À pied, GTA 3 trahit davantage son âge: le tir et la gestion de la caméra demandent un temps d’adaptation, surtout si vous venez d’épisodes plus récents. Sur une manette PlayStation 2, on finit par jouer avec les automatismes du jeu plutôt que contre eux: choisir ses angles, éviter les affrontements inutiles, et privilégier le mouvement. Le plaisir vient moins d’un gunfight « propre » que d’une situation qui dégénère et qu’on rattrape au talent, ou à la débrouille.
L’ambiance, elle, fait beaucoup du travail. La radio et les voix donnent une identité immédiate à Liberty City, et le jeu sait installer une tension légère mais constante: chaque mission peut basculer en poursuite, chaque détour en opportunité. Ce n’est pas un monde « décoratif », c’est une machine à histoires courtes.
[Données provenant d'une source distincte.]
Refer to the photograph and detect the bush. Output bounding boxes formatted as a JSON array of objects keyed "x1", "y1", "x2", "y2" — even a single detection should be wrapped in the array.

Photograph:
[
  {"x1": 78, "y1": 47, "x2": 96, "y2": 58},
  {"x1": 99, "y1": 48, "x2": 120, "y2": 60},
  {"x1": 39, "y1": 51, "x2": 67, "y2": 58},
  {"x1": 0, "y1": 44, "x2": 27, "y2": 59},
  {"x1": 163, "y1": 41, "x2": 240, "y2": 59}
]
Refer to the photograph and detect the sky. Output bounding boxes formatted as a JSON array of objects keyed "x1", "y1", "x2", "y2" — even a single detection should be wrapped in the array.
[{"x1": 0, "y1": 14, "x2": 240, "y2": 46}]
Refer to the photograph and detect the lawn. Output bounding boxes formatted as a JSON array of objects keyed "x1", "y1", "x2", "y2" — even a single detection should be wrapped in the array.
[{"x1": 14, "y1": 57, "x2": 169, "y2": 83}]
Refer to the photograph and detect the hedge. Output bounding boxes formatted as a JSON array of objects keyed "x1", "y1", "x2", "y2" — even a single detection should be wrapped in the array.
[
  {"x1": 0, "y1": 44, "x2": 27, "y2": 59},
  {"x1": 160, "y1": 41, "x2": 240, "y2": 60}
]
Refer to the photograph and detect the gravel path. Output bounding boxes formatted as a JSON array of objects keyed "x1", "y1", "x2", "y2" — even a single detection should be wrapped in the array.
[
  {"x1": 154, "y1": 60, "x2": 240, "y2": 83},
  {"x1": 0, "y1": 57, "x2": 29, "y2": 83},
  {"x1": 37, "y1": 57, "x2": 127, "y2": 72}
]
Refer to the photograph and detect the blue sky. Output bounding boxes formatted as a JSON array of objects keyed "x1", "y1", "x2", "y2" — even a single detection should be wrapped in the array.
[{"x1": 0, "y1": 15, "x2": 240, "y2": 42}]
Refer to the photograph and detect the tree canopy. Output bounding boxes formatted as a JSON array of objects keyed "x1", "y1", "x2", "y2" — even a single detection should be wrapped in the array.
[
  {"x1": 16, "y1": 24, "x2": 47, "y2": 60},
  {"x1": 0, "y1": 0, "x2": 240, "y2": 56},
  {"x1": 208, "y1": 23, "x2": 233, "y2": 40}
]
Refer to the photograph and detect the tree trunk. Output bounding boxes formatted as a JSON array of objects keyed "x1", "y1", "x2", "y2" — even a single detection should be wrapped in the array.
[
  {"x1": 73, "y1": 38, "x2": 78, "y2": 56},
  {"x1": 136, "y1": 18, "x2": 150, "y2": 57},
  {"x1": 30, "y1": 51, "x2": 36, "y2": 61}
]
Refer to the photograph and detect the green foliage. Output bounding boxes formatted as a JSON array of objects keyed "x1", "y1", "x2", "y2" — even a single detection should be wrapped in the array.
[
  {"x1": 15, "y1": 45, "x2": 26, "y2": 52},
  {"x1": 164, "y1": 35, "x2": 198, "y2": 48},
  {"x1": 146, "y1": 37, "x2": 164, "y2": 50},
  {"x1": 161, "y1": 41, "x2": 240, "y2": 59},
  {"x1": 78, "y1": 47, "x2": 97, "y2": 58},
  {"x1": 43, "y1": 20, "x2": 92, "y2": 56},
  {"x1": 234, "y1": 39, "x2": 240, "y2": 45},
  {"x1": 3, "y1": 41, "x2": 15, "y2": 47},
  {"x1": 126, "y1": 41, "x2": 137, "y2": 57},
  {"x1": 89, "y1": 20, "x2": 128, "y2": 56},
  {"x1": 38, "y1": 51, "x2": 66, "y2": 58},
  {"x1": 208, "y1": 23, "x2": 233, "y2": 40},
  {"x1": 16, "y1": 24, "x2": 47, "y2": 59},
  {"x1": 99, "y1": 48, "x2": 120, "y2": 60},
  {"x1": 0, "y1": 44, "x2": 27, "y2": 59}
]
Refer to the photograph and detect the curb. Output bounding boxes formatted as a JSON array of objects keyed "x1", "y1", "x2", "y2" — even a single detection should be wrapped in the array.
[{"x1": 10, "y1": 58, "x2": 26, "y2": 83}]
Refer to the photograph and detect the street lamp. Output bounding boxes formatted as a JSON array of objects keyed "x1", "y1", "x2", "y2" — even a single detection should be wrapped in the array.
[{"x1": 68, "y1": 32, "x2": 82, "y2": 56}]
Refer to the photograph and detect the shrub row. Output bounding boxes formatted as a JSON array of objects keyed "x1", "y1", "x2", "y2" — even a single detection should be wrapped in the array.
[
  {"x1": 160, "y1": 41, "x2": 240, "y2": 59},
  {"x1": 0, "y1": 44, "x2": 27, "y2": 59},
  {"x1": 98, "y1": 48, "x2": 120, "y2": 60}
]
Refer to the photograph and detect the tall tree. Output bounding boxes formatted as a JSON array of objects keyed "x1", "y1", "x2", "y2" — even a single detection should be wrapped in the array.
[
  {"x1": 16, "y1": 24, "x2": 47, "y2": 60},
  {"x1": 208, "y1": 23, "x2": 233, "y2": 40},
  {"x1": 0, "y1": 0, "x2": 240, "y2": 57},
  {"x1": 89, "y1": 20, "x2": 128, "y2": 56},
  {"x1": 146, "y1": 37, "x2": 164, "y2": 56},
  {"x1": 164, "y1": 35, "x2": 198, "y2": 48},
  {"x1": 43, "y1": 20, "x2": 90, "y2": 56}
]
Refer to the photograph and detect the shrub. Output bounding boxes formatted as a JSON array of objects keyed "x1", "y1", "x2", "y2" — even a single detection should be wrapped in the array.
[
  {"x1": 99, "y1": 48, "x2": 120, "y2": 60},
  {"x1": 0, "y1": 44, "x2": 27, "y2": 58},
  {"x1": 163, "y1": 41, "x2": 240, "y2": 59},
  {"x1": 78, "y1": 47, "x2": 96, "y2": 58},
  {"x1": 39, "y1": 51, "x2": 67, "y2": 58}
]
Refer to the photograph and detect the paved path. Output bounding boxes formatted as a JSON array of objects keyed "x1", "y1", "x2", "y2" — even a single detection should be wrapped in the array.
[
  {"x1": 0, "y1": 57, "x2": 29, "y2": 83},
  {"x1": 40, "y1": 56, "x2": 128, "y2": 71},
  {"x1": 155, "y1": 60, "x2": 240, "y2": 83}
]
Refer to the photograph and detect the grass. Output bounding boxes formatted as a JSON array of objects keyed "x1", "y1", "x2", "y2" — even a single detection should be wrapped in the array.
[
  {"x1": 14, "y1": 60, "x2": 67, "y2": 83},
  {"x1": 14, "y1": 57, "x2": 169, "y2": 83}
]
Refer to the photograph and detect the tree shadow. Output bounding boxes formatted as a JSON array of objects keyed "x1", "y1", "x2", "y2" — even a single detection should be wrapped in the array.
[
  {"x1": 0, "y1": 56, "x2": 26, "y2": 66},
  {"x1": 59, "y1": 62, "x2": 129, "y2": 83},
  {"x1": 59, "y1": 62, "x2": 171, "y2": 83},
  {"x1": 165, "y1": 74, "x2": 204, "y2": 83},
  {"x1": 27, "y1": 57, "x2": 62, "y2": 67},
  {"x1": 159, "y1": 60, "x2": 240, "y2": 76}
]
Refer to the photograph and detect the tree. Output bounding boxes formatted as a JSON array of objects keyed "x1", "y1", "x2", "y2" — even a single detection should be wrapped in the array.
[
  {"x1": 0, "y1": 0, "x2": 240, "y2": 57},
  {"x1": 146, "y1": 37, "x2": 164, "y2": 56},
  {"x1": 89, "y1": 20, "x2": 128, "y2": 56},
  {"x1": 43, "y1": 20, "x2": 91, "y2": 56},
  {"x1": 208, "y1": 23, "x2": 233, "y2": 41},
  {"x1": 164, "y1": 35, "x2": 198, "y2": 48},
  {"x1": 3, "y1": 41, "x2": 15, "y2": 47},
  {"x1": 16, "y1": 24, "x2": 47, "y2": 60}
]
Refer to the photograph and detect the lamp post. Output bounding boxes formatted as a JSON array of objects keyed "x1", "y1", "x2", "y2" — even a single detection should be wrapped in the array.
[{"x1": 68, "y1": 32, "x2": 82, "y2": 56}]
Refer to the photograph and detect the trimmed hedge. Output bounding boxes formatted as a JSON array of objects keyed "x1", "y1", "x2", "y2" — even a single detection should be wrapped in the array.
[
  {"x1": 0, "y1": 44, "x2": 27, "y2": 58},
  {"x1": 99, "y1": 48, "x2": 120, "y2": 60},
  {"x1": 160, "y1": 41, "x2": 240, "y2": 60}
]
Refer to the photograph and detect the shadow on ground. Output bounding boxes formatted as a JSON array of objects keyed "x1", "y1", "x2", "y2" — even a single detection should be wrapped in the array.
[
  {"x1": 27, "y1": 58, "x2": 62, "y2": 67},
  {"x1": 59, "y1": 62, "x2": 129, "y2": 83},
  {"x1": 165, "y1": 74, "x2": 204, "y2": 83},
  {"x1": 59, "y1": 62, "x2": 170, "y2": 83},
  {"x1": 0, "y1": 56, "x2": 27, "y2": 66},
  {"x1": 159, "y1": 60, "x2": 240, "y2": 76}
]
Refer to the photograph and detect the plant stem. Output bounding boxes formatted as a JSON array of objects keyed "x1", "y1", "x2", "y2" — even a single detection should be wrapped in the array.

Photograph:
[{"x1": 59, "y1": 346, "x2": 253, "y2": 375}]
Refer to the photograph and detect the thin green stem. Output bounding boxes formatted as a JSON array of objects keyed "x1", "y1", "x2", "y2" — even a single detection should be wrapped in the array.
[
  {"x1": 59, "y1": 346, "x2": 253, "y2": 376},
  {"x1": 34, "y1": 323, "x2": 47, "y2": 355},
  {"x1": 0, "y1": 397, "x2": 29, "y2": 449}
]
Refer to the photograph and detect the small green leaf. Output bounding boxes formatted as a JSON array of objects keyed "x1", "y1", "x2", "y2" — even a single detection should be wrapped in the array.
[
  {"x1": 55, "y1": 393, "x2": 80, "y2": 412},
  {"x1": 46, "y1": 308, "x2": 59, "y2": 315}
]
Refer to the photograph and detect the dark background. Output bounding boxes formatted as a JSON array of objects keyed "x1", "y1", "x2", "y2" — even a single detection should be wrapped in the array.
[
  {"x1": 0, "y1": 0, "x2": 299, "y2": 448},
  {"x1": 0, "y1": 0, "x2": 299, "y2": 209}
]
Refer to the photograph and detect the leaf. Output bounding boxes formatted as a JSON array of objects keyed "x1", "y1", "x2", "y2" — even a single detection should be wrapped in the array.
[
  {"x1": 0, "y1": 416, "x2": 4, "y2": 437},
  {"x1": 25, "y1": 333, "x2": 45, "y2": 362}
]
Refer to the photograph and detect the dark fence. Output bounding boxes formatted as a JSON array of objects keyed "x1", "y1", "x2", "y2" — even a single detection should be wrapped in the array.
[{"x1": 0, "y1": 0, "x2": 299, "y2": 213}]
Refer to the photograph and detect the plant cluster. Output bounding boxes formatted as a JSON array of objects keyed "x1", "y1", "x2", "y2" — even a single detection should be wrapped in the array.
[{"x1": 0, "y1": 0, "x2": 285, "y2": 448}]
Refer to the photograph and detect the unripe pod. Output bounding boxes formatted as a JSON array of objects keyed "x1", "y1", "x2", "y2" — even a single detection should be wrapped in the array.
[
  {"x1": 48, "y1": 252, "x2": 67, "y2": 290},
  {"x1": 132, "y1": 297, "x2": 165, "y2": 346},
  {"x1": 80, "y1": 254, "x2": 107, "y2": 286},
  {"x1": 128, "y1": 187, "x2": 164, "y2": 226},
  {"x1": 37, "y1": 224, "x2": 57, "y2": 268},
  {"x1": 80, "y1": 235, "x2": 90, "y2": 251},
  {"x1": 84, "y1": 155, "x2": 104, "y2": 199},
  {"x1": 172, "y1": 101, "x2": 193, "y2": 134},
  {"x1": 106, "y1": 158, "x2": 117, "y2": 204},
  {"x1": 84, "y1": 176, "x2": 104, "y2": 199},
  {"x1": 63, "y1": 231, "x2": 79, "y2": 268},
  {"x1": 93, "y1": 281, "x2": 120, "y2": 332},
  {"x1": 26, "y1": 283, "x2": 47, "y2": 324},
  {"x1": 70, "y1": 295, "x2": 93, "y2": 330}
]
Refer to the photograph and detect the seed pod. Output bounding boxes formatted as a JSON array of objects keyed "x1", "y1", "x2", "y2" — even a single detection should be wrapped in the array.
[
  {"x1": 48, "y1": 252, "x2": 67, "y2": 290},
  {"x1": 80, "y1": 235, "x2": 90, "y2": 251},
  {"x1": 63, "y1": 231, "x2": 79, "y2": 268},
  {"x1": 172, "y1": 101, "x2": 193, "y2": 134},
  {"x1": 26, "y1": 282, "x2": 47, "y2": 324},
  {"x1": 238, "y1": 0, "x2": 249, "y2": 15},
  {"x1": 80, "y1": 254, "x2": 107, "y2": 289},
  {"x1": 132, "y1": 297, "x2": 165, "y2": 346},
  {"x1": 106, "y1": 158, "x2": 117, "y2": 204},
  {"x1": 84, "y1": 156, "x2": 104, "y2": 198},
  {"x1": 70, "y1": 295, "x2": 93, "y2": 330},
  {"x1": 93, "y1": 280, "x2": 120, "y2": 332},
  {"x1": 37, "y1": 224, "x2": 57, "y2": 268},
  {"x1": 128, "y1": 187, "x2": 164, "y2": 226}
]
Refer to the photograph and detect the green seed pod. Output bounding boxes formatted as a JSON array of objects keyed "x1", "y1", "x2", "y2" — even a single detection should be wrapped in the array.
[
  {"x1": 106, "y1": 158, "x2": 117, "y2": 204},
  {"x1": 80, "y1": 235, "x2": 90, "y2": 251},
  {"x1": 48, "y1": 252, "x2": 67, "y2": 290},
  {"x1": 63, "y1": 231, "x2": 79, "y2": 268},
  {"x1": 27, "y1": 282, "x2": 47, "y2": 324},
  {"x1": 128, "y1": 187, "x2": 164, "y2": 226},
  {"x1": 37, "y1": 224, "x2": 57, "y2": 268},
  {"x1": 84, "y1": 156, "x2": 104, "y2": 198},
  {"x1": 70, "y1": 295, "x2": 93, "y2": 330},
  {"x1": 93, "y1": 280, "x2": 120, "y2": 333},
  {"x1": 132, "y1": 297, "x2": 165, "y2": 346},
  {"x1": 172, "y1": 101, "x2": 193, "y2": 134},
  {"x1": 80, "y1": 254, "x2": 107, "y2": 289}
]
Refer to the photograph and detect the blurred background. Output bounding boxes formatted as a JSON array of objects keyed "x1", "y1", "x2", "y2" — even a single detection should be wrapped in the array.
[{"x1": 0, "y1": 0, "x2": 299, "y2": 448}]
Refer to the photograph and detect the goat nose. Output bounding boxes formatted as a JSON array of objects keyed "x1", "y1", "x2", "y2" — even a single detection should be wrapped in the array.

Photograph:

Le joueur incarne Claude, un protagoniste volontairement mutique, presque un avatar à l’ancienne au milieu d’un monde très bavard. Ce choix renforce l’impression d’être un exécutant dans une ville d’opportunistes: vous êtes le moteur des actions, mais pas forcément le centre moral du récit. Autour de lui, GTA 3 s’appuie sur des commanditaires et des figures de la pègre qui rythment la progression par quartiers et par « employeurs ».
Pour mesurer le saut, le plus parlant reste de revenir à Grand Theft Auto sur PlayStation : même ADN de liberté et de provocation, mais une lecture bien plus abstraite du chaos urbain. Entre les deux, Grand Theft Auto 2 montre une série encore en recherche de forme, avant l’évidence de la 3D.
Si vous aimez comparer les époques, l’écart avec Grand Theft Auto IV est fascinant: la même ville « Liberty City » comme idée, mais une densité, une mise en scène et une physique qui changent la façon de conduire, de tirer et même de respirer dans la rue. Et pour voir jusqu’où l’ADN sandbox a ensuite poussé la surenchère, Grand Theft Auto V illustre une autre philosophie, plus vaste, plus multiple, plus systémique.
| Place | Titre | Support | Pourquoi le rapprocher? |
|---|---|---|---|
| Avant | Grand Theft Auto 2 | PlayStation | La formule pré-3D: vue du dessus, même esprit de liberté, mais une ville pensée autrement. |
| Épisode principal | GTA 3 | PlayStation 2 PAL | Le basculement en 3D qui redéfinit la série et installe Liberty City comme terrain de jeu moderne. |
| Après | Grand Theft Auto: San Andreas | Xbox 360 PAL | Une autre étape majeure: échelle et variété en hausse, RPGisation légère, ambitions encore élargies. |
GTA 3 est typiquement le jeu qu’on croise souvent… mais pas toujours dans l’état qu’on aimerait pour une collection propre. Pour un full set PS2, l’intérêt est de viser un exemplaire complet avec sa notice d’origine et une jaquette bien nette, car ce sont les éléments qui accusent le plus facilement l’usure (coins blanchis, pliures, traces de stockage).
Côté disque, la PS2 lit parfois « large », mais ce n’est pas une raison pour tolérer un support trop marqué. Un exemplaire peu rayé et correctement conservé reste le meilleur choix si vous voulez y rejouer longtemps, sans dépendre d’une console particulièrement indulgente.
Console, édition, compatibilité, état et informations utiles avant de compléter la collection.
GTA 3 est actuellement référencé sur PS2 dans la base Full Set.
L’indice de rareté marché Full Set de GTA 3 est actuellement de 27 sur 100, soit un niveau « Assez courant ». Le dernier relevé a détecté 51 annonces. Cet indicateur combine la disponibilité observée et le niveau de prix par rapport aux autres jeux de la même console.
Sur PS2, GTA 3 est distribué sous la forme de un disque PlayStation 2.
Contrôlez les rayures profondes, les fissures autour du centre du disque, l’état de la face imprimée et la lecture sur une console compatible. Vérifiez également la boîte, la notice, la jaquette et la région du jeu.